ECLI:NL:RBSGR:2000:AA6389

Rechtbank 's-Gravenhage

Datum uitspraak
2 mei 2000
Publicatiedatum
4 april 2013
Zaaknummer
AWB 00/3679
Instantie
Rechtbank 's-Gravenhage
Type
Uitspraak
Procedures
  • Eerste aanleg - enkelvoudig
Rechters
  • H.C. Greeuw
Vindplaatsen
  • Rechtspraak.nl
AI samenvatting door LexboostAutomatisch gegenereerd

Onrechtmatigheid van de vrijheidsontnemende maatregel van een vreemdeling in bewaring

In deze zaak heeft de rechtbank 's-Gravenhage op 2 mei 2000 uitspraak gedaan in een beroep tegen de maatregel van bewaring van een vreemdeling, A, geboren in 1965 en van Egyptische nationaliteit. De vreemdeling was op 11 april 2000 in bewaring gesteld op grond van artikel 26, eerste lid, van de Vreemdelingenwet (Vw) en was op diezelfde datum ook uitgezet. De openbare behandeling van het beroep vond plaats op 27 april 2000, waarbij de vreemdeling werd bijgestaan door zijn advocaat, mr. R.M. Seth Paul, en de Staatssecretaris van Justitie werd vertegenwoordigd door mr. F.T.T. van der Heijde.
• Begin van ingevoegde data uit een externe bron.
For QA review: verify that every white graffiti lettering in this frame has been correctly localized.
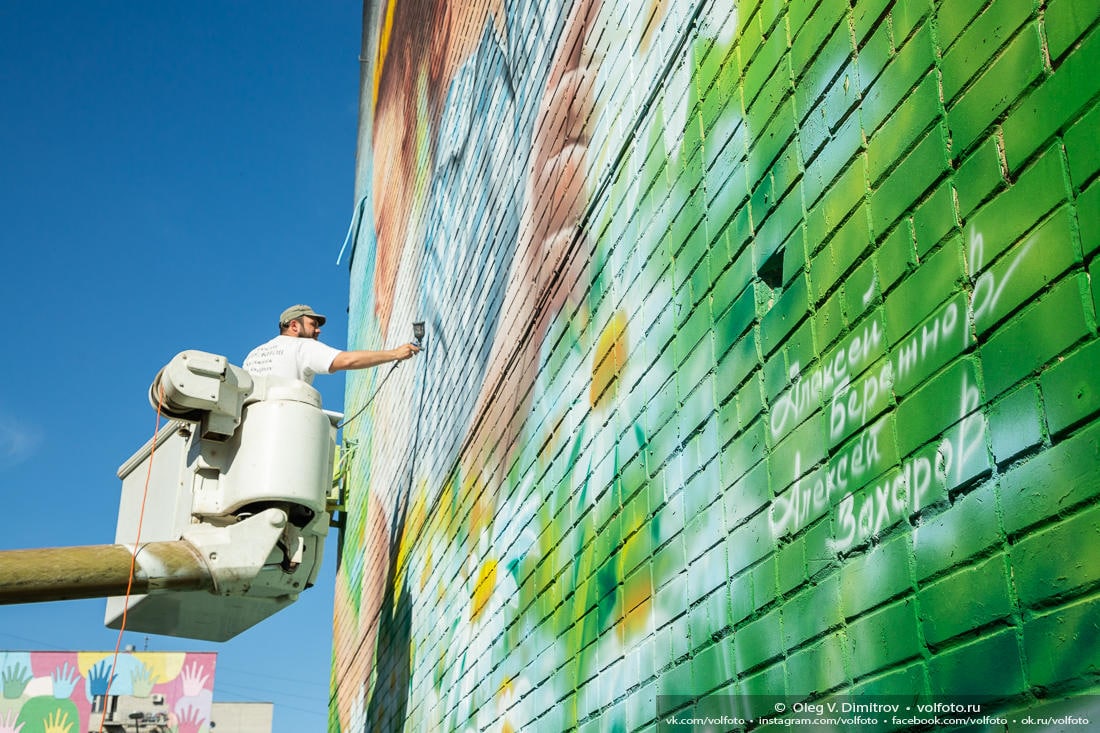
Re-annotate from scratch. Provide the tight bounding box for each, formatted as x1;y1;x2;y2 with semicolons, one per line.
770;319;884;437
969;227;1038;325
829;361;895;441
769;420;886;538
829;452;934;551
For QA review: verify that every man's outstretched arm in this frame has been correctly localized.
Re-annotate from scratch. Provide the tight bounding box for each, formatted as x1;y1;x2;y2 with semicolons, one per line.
329;343;420;372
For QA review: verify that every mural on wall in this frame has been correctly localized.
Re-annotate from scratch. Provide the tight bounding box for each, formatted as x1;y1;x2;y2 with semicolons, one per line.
334;0;1100;730
0;651;215;733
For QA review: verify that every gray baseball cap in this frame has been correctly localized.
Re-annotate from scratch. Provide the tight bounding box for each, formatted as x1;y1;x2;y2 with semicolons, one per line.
279;304;326;327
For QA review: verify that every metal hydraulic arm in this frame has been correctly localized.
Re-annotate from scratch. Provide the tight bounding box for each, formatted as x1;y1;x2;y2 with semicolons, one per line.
0;540;214;605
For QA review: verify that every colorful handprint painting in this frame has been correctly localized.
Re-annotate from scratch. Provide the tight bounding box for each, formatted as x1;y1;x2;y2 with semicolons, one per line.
0;652;215;733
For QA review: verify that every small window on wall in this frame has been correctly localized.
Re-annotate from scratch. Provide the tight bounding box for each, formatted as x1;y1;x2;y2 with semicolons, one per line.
758;245;784;290
92;693;118;714
758;243;785;312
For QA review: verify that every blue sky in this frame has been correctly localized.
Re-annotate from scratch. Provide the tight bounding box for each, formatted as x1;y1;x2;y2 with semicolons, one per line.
1;3;366;729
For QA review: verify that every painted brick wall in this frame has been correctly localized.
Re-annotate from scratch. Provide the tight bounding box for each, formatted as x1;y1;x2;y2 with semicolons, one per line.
333;0;1100;730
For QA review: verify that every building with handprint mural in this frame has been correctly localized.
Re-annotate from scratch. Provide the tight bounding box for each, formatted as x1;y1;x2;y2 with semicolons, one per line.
0;651;217;733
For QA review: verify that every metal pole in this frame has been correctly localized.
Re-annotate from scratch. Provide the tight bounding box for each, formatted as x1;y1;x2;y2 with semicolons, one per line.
0;541;214;605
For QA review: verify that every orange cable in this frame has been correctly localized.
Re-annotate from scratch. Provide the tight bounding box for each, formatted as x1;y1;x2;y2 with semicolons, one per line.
98;384;164;733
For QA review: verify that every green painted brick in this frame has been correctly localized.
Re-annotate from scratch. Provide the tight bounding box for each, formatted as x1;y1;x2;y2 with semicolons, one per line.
755;192;803;266
940;0;1034;103
805;519;836;576
1023;595;1100;687
1092;257;1100;322
707;168;751;242
782;227;808;287
761;274;810;355
1042;329;1100;437
866;73;940;186
980;275;1090;398
742;26;789;113
928;628;1026;699
711;255;753;319
843;257;878;323
937;0;989;51
883;241;964;343
769;411;826;493
919;555;1014;645
1012;503;1100;606
729;571;754;625
747;102;797;188
896;358;981;457
739;664;787;718
720;417;765;484
787;633;848;694
803;113;863;209
806;154;867;249
1001;420;1100;535
716;330;758;401
892;295;970;395
746;62;793;133
847;600;922;678
954;137;1004;218
737;373;766;426
988;384;1044;465
790;0;848;79
784;320;817;380
725;462;770;543
777;538;806;595
770;141;802;203
799;106;831;179
870;126;950;237
860;25;935;134
1046;0;1100;62
913;480;1001;579
854;20;892;93
947;22;1044;154
833;206;875;282
821;58;860;128
840;536;912;617
875;219;915;294
892;0;932;44
781;576;842;648
851;0;891;43
827;363;894;447
692;635;736;695
726;510;773;574
1065;103;1100;190
814;290;846;349
810;240;841;303
973;206;1079;336
687;544;728;611
966;145;1067;267
734;607;783;671
674;301;714;367
750;555;778;612
1002;24;1100;172
787;0;816;37
850;661;927;698
912;182;957;256
1079;180;1100;258
763;348;790;402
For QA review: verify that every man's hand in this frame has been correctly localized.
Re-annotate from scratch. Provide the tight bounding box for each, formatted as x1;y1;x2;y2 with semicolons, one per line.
390;343;421;362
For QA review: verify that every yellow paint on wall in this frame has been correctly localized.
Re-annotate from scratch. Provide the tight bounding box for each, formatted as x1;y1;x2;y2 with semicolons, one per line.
590;310;629;408
470;558;498;621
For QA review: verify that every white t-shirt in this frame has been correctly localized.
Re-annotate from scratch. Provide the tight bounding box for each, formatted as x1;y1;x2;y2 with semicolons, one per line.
242;335;342;384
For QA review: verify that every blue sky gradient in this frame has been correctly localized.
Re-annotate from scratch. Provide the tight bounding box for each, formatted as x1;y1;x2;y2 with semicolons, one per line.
1;3;367;729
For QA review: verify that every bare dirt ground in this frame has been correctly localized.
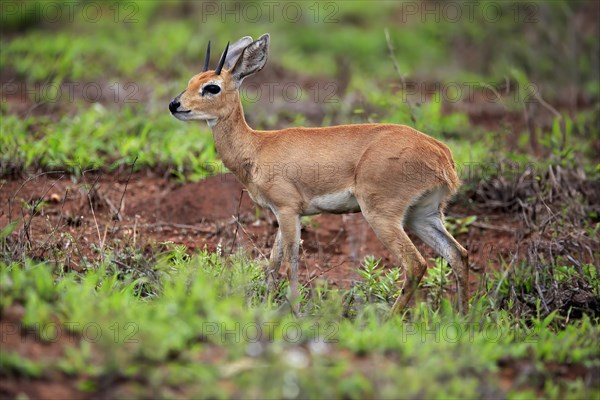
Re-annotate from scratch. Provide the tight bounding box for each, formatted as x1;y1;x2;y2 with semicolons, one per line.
0;170;521;290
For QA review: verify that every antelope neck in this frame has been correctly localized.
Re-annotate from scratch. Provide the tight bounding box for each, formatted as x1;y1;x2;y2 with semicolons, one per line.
209;96;258;175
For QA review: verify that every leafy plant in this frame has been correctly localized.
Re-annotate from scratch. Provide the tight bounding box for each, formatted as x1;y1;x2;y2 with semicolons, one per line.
445;215;477;236
420;257;453;308
355;256;401;304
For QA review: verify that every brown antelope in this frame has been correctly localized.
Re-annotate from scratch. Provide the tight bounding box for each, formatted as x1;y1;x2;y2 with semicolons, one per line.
169;34;469;314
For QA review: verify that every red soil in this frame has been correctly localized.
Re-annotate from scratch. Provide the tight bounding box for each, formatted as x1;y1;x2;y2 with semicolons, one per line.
0;171;519;290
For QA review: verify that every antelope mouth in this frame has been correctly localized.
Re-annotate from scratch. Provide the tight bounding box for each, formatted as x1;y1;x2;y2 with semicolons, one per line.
170;109;191;117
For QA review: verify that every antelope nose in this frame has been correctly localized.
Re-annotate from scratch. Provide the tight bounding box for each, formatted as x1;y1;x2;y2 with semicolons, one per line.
169;99;180;113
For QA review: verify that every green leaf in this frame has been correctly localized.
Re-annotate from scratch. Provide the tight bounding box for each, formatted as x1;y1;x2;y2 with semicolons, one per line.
0;220;19;240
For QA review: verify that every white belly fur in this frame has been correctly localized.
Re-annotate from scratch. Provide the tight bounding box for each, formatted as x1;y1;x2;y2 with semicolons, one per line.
304;190;361;215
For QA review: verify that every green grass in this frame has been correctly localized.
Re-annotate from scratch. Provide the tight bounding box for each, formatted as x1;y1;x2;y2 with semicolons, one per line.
0;105;220;178
1;251;598;398
2;1;598;178
3;1;596;91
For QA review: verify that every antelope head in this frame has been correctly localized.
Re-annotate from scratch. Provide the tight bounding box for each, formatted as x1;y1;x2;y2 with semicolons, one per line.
168;34;270;125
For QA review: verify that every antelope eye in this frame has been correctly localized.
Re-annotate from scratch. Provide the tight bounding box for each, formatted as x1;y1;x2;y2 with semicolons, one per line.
202;84;221;95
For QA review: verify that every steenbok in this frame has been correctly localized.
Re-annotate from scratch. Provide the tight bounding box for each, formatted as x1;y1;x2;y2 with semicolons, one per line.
169;34;469;314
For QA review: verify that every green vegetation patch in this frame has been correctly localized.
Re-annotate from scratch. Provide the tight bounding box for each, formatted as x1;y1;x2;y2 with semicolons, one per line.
1;251;598;399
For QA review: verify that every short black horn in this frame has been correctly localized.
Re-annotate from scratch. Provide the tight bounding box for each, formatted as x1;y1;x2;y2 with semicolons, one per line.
203;40;211;72
214;41;229;75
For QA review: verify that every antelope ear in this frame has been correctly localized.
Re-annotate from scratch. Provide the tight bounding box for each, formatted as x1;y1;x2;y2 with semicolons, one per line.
231;33;269;87
224;36;254;70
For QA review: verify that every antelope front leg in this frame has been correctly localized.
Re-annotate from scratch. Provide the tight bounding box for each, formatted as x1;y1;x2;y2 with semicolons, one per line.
267;229;283;291
278;211;301;315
De rechtbank heeft vastgesteld dat de vreemdeling niet voorafgaand aan zijn inbewaringstelling is gehoord, wat in strijd is met artikel 82, tweede lid, van het Vreemdelingenbesluit (Vb). Het verhoor vond pas plaats op 12 april 2000, een dag na de inbewaringstelling. De rechtbank oordeelt dat het verhoor niet 'terstond' na de tenuitvoerlegging van het bevel tot bewaring heeft plaatsgevonden, zoals vereist. Dit leidt tot de conclusie dat de vrijheidsontneming onrechtmatig is sinds 11 april 2000.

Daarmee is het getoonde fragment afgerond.